İşte Nuri Bilge Ceylan'a göre 21. yüzyılın en iyi 10 filmi
The New York Times gazetesi geçen ay 500'den fazla yönetmen, oyuncu ve sinema sektörü çalışanına 21. yüzyılın en iyi filmini sordu. Aralarında Pedro Almodovar, Bong Joon Ho, Mel Brooks, Luca Guadagnino, Benny Safdie, John Waters, Celine Song gibi usta yöntmenlerin, Brian Cox, Bryce Dallas Howard, Julianne Moore, John Turturro, Cassey Affleck, Daniel Brühl gibi oyuncuların da bulunduğu isimler 21. Yüzyılın En İyi 10 Film' listelerini okurlarla paylaştılar. The New York Times için 21. yüzyılın en 10 filmini seçenler arasında 'Kış Uykusu' filmiyle Altın Palmiye kazanan usta yönetmen Nuri Bilge Ceylan da vardı. İşte Ceylan'a göre 21. yüzyılın en iyi 10 filmi...
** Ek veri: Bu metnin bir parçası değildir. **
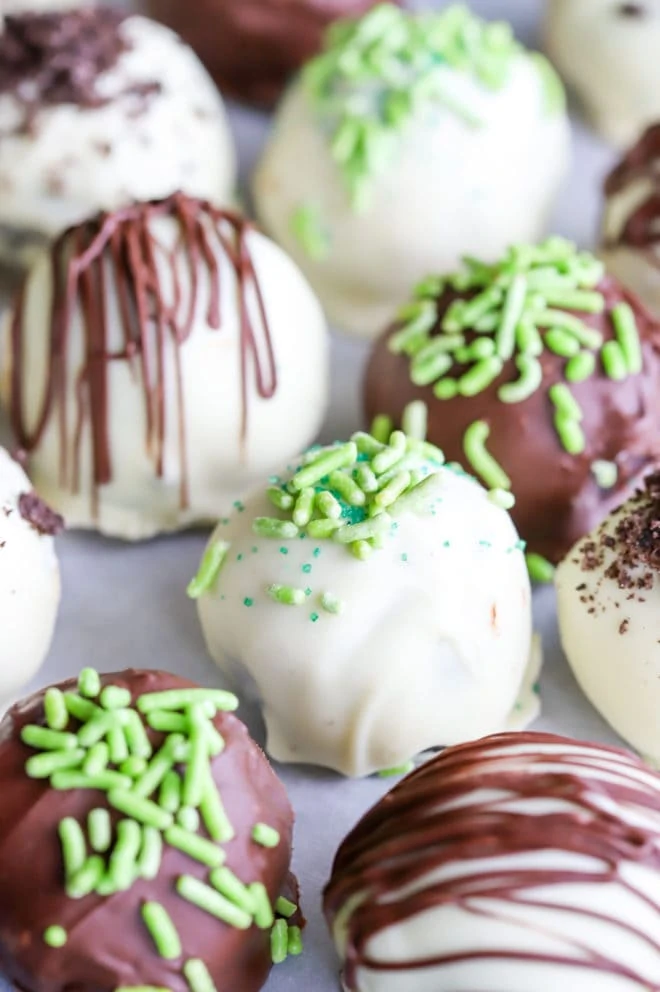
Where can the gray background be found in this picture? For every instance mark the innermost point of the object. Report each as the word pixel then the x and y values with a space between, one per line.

ABOUT ENDLESSNESS (SONSUZLUK ÜSTÜNE-2019)
Yön: Roy Andersson
2019 yılında, 76. Venedik Film Festivali’nde En İyi Yönetmen dalında Gümüş Aslan About Endlessness için sinema sitesi Rotten Tomatoes'te şu ifadeler kullanılıyor: "Sonsuzluk Üstüne'de yazar-yönetmen Roy Andersson ebediyen insani olan her şeyin bir kaleydoskopunu, varoluşun kırılganlığına dair sonsuz bir hikâye sunuyor..."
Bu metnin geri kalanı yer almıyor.